North of the Galilee is Lebanon, usually one of the Middle East's most volatile countries, but for the time being anyway, it's one of the safest. And yet even when it is most tense, Beirut still stays open all night partying. For food, fun, and people-watching, this is the top city in the region, far and away. The summer can be a difficult time to visit with so much of the Lebanese diaspora coming back to spend time with their family, and this looks to be one of the country's biggest seasons for tourism ever. That is because the Lebanese understand that much of the violence that comes to Lebanon is sent there by the Syrian regime, as a way to exercise its hegemony over its smaller, wealthier neighbor. And yet the conflict in Syria is consuming all of its neighbor's attention, meaning that Lebanon can breathe freely right now. Of course, that could all change at a moment's notice. The Lebanese know how live the two sides of their reality, but it's a little harder on tourists. As ever in Beirut, when you go you take your chances. Few visitors think it's not worth the risk.
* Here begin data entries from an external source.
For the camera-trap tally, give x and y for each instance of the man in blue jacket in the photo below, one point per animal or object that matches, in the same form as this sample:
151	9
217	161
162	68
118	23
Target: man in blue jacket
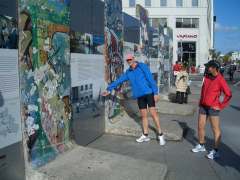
145	90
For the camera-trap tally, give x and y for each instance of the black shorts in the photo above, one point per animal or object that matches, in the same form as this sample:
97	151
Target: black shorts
146	101
208	111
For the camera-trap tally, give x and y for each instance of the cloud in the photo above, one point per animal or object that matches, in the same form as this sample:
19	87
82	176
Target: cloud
222	28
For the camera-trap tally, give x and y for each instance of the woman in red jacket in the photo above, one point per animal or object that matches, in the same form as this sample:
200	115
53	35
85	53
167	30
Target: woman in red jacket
210	105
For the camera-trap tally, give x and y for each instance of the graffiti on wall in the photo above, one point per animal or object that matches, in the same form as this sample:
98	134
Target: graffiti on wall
86	43
44	58
113	51
142	14
8	32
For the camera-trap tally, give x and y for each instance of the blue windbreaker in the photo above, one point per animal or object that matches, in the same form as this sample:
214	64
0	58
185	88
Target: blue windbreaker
141	81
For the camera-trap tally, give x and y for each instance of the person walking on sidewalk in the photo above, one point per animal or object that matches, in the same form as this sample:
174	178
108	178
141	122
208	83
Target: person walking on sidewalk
182	85
145	90
210	106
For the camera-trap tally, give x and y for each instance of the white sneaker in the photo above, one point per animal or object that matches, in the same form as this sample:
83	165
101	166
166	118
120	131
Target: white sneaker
143	138
162	141
199	148
213	154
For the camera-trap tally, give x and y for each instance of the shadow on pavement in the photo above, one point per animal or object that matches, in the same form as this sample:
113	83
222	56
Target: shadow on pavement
228	157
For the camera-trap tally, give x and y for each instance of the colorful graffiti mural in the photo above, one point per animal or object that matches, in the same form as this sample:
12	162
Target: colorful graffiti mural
142	14
86	43
113	51
44	58
8	32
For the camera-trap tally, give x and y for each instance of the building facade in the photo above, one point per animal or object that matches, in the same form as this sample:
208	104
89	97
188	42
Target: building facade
191	21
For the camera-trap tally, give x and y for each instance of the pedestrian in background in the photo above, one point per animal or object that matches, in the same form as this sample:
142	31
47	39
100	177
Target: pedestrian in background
145	90
182	85
210	106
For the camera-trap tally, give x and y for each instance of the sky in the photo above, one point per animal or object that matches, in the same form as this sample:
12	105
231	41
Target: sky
227	29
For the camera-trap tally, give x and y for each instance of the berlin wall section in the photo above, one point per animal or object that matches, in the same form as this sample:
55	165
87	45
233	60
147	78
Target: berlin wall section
11	149
44	65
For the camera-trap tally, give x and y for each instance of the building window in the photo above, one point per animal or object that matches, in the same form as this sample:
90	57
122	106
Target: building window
163	3
187	23
147	2
195	23
179	3
132	3
156	22
195	3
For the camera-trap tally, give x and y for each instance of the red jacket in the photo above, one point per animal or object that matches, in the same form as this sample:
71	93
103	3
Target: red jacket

And then there's Egypt. During the uprising there that brought down President Hosni Mubarak in February, the turmoil and violence set back the tourism industry significantly. Tourism is one of the economy's largest sources of revenue, and right now travel to Egypt is down significantly, which may turn out to be good news. The country is safe, if relatively vacant, which means that there are bargains to be had. Typically crowded venues throughout Cairo, Alexandria, and along the Nile (like Luxor and Aswan) are begging for business. The only downside is that the salesmen, vendors, and tourist guides at all the major sites who are typically aggressive under normal circumstances are going to be even more eager to move their wares now. Still, if you have patience for it, that's not a bad deal to see the Pyramids and the Sphinx without the crowds.